Atuação do Banco Central do Brasil na Crise de Liquidez

A liberação dos depósitos compulsórios, em outubro de 2008, visava resolver eventuais problemas de liquidez, mas criou a expectativa de que os bancos poderiam ter mais dinheiro em caixa para emprestar, evitando que a economia sofresse desaceleração. As estatísticas mostravam que, ao mesmo tempo em que injetava recursos dos compulsórios no sistema financeiro, o Banco Central retirava dinheiro dos bancos por meio de operações de mercado aberto para impedir a expansão do volume de moeda em circulação na economia. Ele tentava manter a base monetária sob controle, evitando que a taxa de juros caísse abaixo da meta definida pelo Comitê de Política Monetária, dentro do regime de meta inflacionária. Quanto mais dinheiro em circulação, menores seriam os juros de mercado.

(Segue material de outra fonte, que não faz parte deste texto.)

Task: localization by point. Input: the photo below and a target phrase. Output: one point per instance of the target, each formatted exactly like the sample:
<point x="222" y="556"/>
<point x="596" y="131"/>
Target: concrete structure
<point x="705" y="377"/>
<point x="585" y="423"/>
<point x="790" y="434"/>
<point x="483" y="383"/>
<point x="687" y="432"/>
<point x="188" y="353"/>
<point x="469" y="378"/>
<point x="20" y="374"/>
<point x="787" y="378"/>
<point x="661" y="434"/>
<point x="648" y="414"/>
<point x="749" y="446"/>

Tem que se analisar o fenômeno no tempo. Houve, em certo momento, inclusive queda na taxa do CDI, distanciando-se da SELIC (regulada pelo BACEN), devido ao excesso de liquidez no mercado interbancário, provavelmente em mãos dos grandes captadores de depósitos.

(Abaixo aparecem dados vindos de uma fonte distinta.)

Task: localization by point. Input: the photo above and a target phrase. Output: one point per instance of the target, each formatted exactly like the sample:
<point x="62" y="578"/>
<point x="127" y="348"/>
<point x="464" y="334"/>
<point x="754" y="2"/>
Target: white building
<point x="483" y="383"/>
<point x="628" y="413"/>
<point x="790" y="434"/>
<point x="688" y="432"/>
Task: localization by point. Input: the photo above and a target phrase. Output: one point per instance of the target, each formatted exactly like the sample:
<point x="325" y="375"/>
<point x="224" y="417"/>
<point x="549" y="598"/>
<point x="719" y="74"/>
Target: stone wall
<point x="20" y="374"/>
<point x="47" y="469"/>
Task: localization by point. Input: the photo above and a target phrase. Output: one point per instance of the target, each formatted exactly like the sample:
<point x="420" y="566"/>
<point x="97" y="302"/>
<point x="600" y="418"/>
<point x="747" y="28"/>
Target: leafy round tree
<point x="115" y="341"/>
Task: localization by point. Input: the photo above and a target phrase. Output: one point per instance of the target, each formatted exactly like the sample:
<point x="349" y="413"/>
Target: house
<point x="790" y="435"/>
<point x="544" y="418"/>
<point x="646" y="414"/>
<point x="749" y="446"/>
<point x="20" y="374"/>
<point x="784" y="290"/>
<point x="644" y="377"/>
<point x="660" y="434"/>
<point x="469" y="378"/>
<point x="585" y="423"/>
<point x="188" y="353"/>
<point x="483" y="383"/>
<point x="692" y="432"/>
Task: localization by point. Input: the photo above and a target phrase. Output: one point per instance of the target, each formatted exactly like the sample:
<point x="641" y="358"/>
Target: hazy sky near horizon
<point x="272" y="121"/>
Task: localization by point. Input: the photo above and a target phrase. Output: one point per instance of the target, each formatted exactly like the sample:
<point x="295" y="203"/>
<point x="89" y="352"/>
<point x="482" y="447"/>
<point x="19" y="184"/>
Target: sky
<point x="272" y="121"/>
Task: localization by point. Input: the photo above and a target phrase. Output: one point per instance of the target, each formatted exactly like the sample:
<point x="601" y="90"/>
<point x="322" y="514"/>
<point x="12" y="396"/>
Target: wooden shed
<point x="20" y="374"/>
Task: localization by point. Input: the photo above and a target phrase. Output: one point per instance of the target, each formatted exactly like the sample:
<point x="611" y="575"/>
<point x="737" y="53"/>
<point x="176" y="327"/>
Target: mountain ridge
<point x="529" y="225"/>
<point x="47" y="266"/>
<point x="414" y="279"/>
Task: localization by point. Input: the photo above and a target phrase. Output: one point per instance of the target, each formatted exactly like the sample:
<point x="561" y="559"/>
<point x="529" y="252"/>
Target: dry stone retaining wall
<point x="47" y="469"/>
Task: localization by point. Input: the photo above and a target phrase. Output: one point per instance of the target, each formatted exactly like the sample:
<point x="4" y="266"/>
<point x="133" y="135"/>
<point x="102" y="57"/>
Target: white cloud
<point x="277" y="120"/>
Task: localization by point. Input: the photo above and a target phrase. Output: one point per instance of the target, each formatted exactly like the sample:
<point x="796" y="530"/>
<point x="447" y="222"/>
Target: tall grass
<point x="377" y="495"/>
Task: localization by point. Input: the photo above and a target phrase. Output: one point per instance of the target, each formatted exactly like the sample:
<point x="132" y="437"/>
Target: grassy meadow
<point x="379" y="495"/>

Eu questiono se há, de fato, prática de “preferência por liquidez” por bancos. Acho que esse conceito keynesiano é aplicável justamente quando ela se torna “absoluta”, como nos casos de depressão. Chegou a se avizinhar de algo com a dimensão da “armadilha de liquidez” que ocorreu nos anos 30? Aí sim caberia seu uso, mas não, como fazem os pós-keynesianos, em todas as conjunturas. Banqueiros, assim como todos os capitalistas, “preferem maximização de rentabilidade com minimização de perdas”. Liquidez, strictu sensu, em moeda que não rende nada, apenas é retida em encaixe obrigatório.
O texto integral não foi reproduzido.